ENCODE ChIP-seq Pipeline

When to Use

User wants to run a ChIP-seq processing pipeline from FASTQ to peaks and signal tracks
User asks about "ChIP-seq pipeline", "MACS2", "peak calling", "BWA alignment for ChIP", or "IDR"
User needs to process histone or TF ChIP-seq data following ENCODE standards
Example queries: "process my ChIP-seq FASTQs", "run the ENCODE ChIP-seq pipeline", "call peaks from ChIP-seq with MACS2 and IDR"

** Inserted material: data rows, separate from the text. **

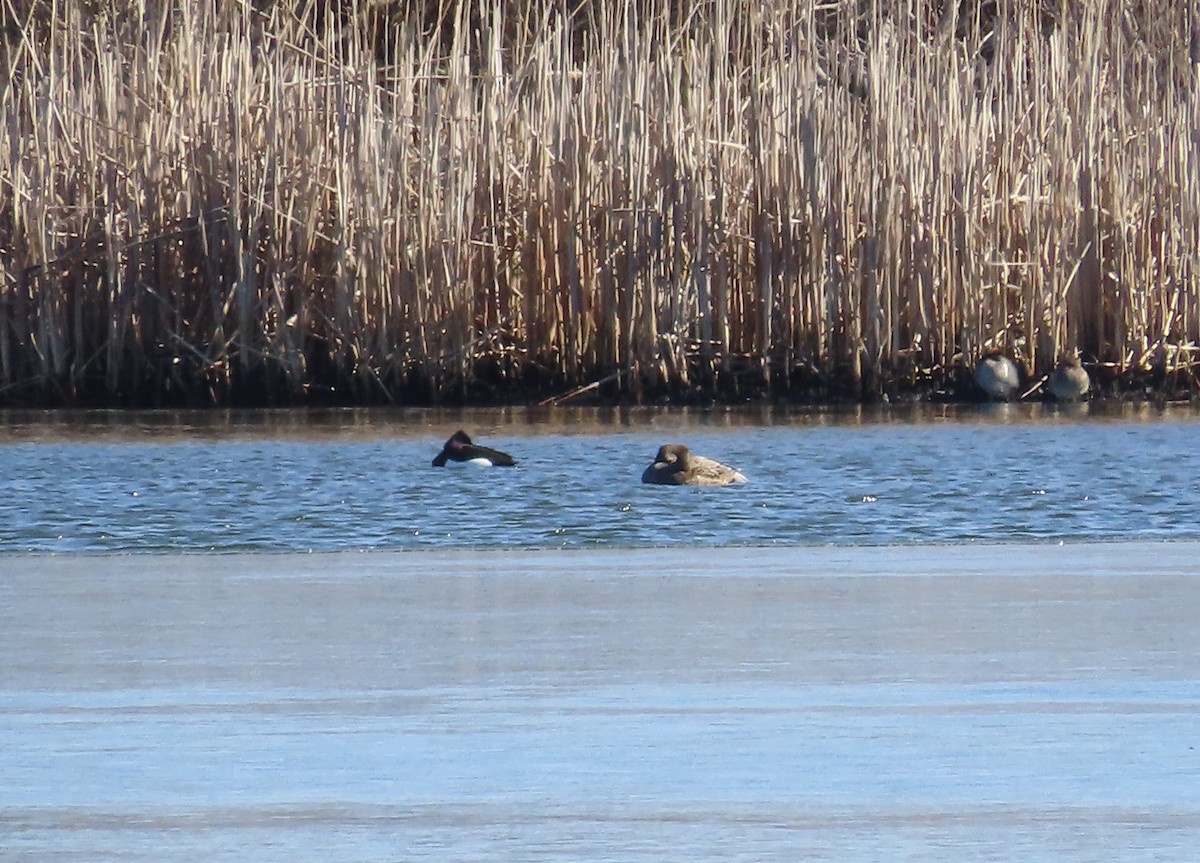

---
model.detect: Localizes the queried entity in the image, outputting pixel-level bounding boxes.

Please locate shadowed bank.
[0,0,1200,406]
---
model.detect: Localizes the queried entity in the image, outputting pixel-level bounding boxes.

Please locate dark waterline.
[0,404,1200,552]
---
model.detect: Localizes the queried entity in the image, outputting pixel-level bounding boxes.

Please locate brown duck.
[642,443,746,485]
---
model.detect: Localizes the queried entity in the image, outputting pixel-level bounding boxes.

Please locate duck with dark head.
[642,443,746,485]
[433,428,517,467]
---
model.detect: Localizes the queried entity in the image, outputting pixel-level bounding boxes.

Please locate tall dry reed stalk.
[0,0,1200,403]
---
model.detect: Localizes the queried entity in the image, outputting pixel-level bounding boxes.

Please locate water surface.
[0,406,1200,552]
[0,544,1200,863]
[0,404,1200,863]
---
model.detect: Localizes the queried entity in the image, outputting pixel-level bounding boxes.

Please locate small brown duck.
[642,443,746,485]
[1046,350,1092,402]
[433,428,517,467]
[976,350,1021,401]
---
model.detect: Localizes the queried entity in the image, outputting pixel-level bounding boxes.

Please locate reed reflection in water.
[0,406,1200,551]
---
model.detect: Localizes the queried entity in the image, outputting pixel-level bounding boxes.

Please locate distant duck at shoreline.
[642,443,746,485]
[974,350,1021,401]
[433,428,517,467]
[1046,352,1092,402]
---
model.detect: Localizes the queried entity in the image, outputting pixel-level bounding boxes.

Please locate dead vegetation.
[0,0,1200,404]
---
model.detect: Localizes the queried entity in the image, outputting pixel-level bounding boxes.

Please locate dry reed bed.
[0,0,1200,403]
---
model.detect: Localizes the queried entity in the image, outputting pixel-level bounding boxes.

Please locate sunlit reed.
[0,0,1200,403]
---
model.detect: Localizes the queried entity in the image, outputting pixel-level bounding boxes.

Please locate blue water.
[0,406,1200,552]
[0,404,1200,863]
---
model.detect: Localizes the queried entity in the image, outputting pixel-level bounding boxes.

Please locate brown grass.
[0,0,1200,404]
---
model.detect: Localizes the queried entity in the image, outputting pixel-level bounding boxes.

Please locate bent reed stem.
[0,0,1200,404]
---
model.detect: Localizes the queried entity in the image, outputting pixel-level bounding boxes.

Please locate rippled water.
[0,404,1200,863]
[0,406,1200,551]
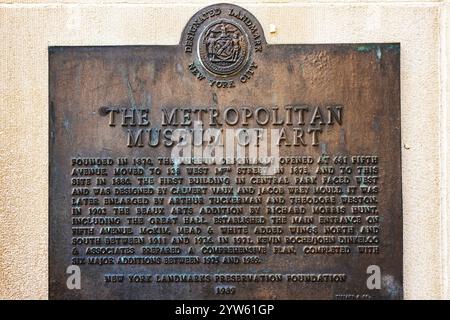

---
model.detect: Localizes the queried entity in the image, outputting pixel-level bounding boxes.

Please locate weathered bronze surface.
[49,4,403,300]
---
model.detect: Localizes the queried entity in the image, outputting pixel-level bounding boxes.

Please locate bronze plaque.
[49,4,403,300]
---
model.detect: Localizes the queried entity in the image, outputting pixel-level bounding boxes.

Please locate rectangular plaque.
[49,4,403,300]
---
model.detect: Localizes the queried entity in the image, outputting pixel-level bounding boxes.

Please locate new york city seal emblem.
[181,5,266,88]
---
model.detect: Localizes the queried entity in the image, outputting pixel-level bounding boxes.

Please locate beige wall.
[0,0,450,299]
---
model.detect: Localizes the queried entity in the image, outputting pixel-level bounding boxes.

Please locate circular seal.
[197,19,250,76]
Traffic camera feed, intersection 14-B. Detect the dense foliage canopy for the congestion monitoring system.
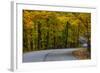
[23,10,91,52]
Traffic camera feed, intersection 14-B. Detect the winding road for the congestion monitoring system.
[23,48,78,62]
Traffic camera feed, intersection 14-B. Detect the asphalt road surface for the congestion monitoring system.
[23,48,78,62]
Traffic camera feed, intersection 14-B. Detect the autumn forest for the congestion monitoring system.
[23,10,91,58]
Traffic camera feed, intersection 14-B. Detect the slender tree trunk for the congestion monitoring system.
[38,22,41,50]
[65,22,69,48]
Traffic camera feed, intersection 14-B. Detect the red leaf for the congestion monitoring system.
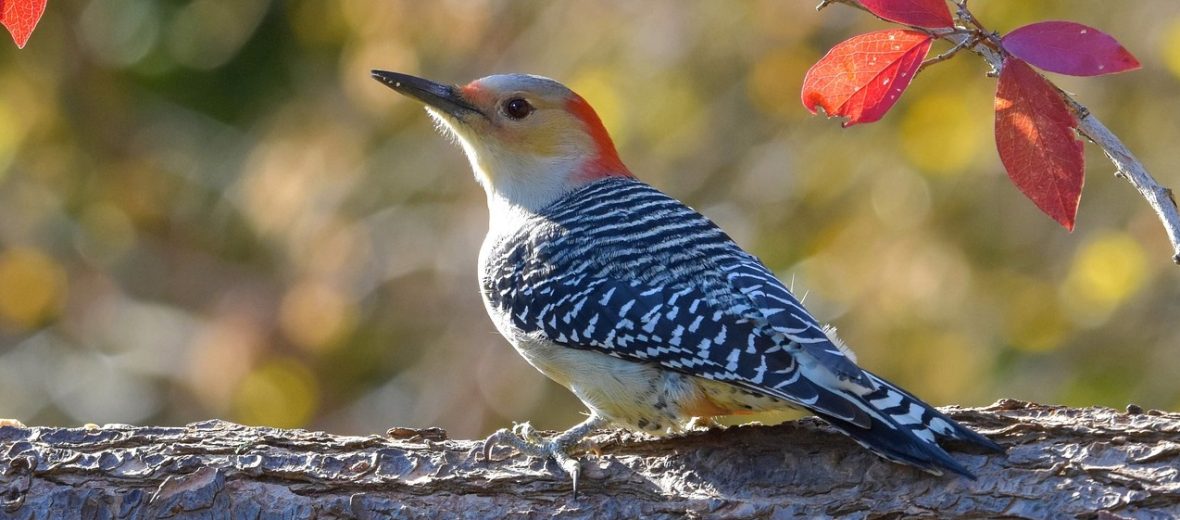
[860,0,955,28]
[1003,21,1139,75]
[0,0,45,48]
[996,58,1084,231]
[802,29,932,126]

Execute the ENCODE ChIP-seq processing pipeline from raw FASTQ files through peak calling, IDR analysis, and signal track generation. This skill provides a complete Nextflow DSL2 implementation following ENCODE uniform analysis standards.

Overview

The ENCODE ChIP-seq pipeline processes chromatin immunoprecipitation sequencing data through a series of well-defined stages: quality control, adapter trimming, alignment to a reference genome, filtering and deduplication, peak calling with MACS2, replicate consistency analysis via IDR, and signal track generation. Each stage is parameterized according to ENCODE standards and produces QC metrics for comprehensive quality assessment.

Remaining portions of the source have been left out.